Next we have categorical, which are descriptive values, like a stock ticker, first name, or last name.
Discrete, which defines boundaries around the possible data values, like numbers on a roulette wheel.
The takeaway from this slide is you don't have to be a data scientist or an engineer to understand how data is stored. But knowing that data types exist will help you create better data visualizations much faster.
Understanding data flow
Next, we have Data Flow, which is a subset of data lineage and part of the organization's overall data governance strategy. In my example here, we have a simple visual representation of how data is processed, which becomes important as data moves across multiple stages from each source or target before it becomes available to you to work with. Knowing data flow will help you understand the three V's of data: volume, velocity, and variety.
Volume is the quantity of data and how it's stored, measured in megabytes, gigabytes, terabytes, or even petabytes.
Velocity is the speed at which data is generated. This process covers both how it is produced and consumed. For example, batch processing is how data feeds are sent between systems where blocks of records or bundles of files are sent and received. Modern velocity is in real-time, where streams of data are in constant state of movement.

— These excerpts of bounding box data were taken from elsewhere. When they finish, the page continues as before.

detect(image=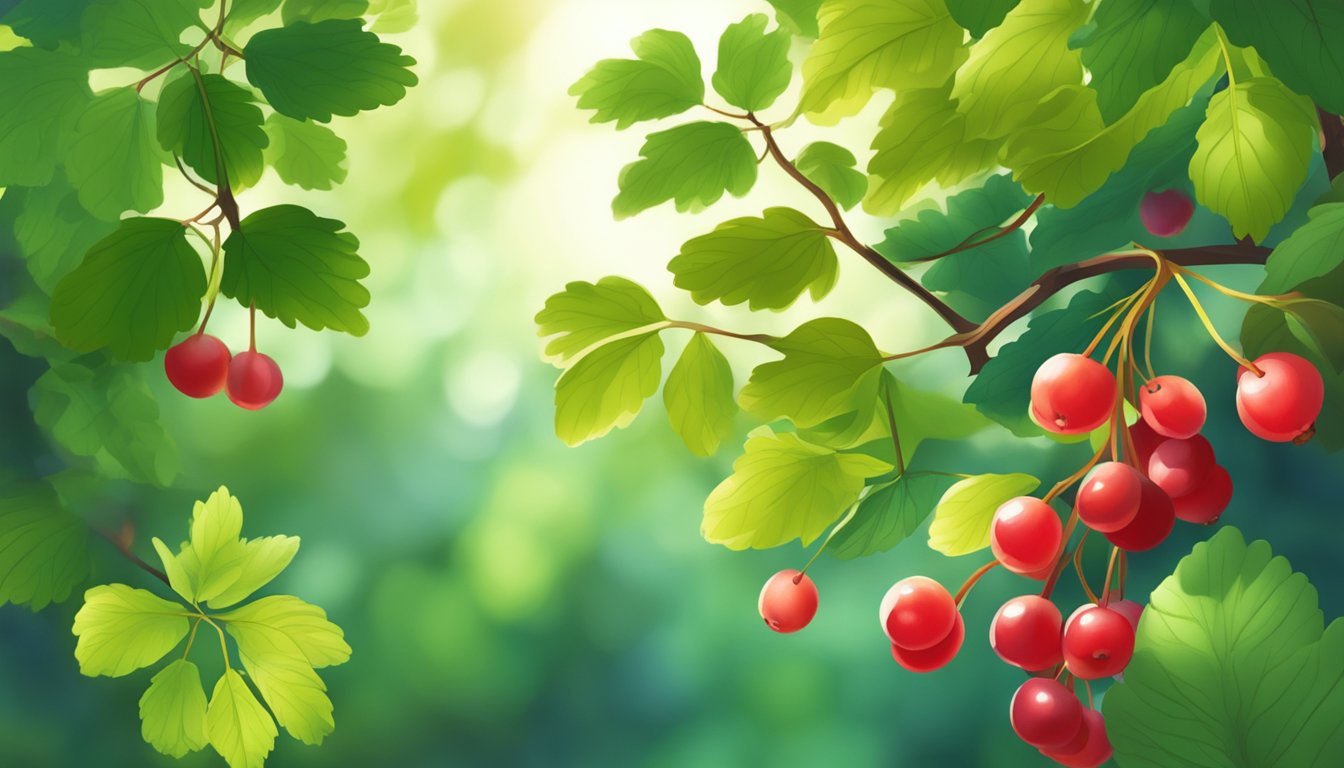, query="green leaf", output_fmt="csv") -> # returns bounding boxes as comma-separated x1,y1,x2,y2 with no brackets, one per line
700,429,891,549
1081,0,1208,122
66,86,165,221
738,317,882,428
159,71,267,190
711,13,793,112
1105,527,1344,768
570,30,704,129
206,668,280,768
263,113,345,190
793,141,868,210
612,122,757,219
668,208,839,311
243,19,418,122
800,0,966,124
140,659,210,757
74,584,188,678
219,206,370,336
0,484,89,611
663,334,738,456
952,0,1087,139
555,331,663,445
827,472,954,560
1189,77,1317,242
0,48,90,187
536,277,667,364
51,218,204,360
929,473,1040,557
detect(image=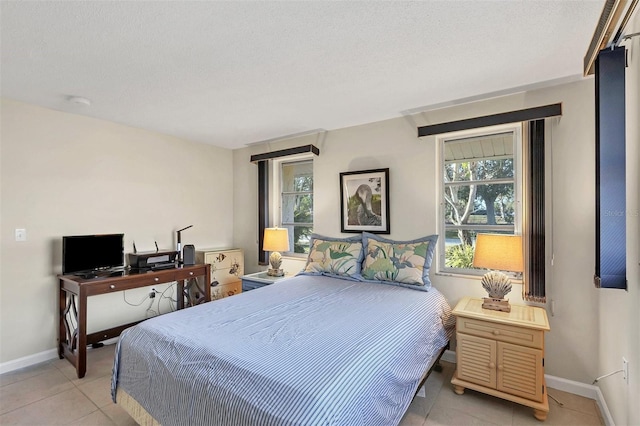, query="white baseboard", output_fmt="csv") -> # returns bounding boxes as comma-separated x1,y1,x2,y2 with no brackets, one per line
0,349,58,374
544,374,615,426
441,350,615,426
0,337,118,374
440,349,456,364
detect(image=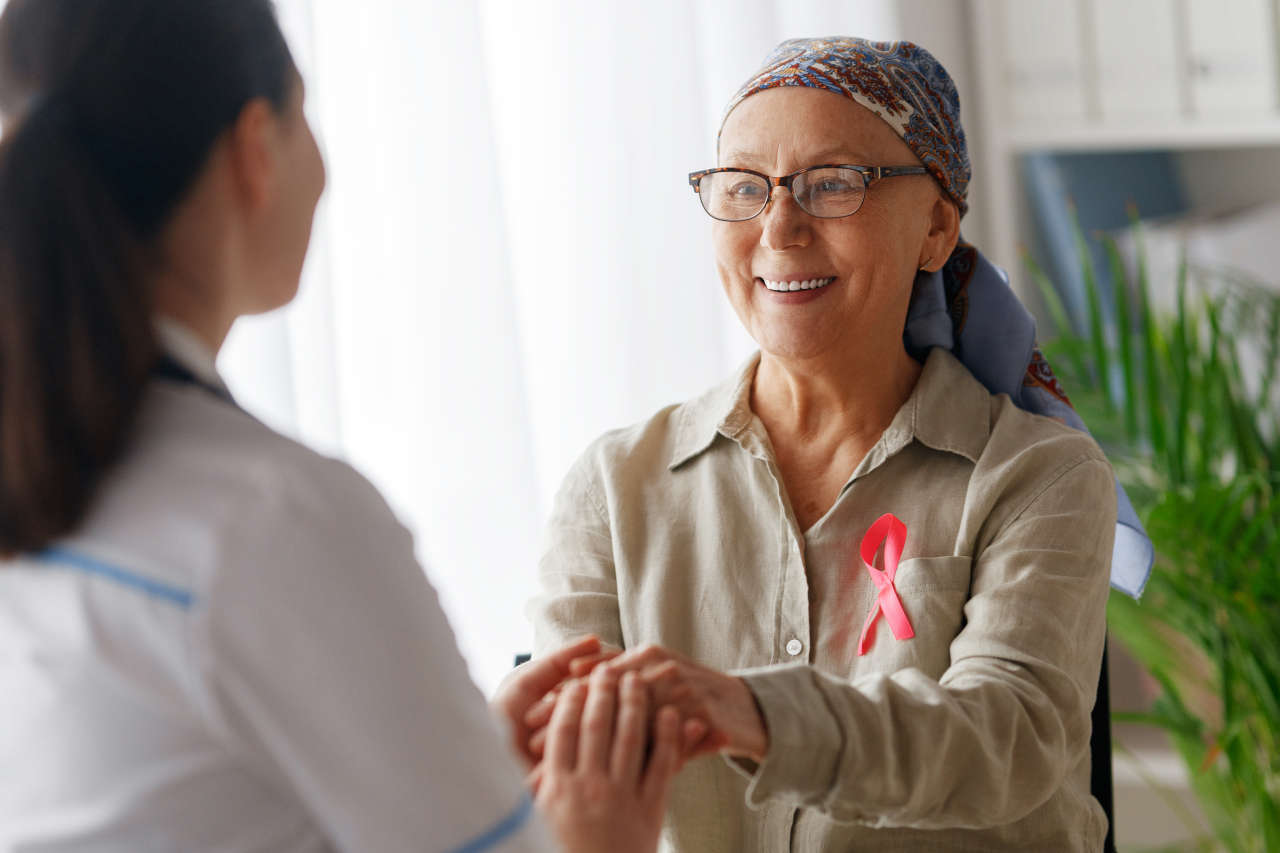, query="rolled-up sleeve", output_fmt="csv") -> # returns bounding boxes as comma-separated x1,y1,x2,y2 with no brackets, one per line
733,451,1116,829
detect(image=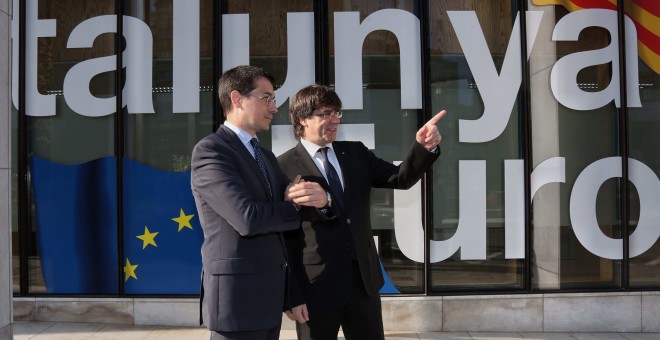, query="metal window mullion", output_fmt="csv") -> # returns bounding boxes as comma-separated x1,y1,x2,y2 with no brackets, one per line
17,1,30,296
114,0,125,296
617,1,630,290
513,0,533,293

Variety is the different formats data can be stored in, including text, image, database tables, and files. Variety creates both challenges and opportunities for analysis because of different technologies used and techniques you need to work with it like NLP, which stands for Natural Language Processing.
Part of our data literacy journey is the ability to argue with data, and I find it to be effective, you should be transparent with the data flow to build trust with their consumers.
Building data models
During this talk, we've been peeling back the layers behind data visualizations down to its core, which is known as a data model. The data model defines the relationships between one or more tailored data sources within the analytic solution.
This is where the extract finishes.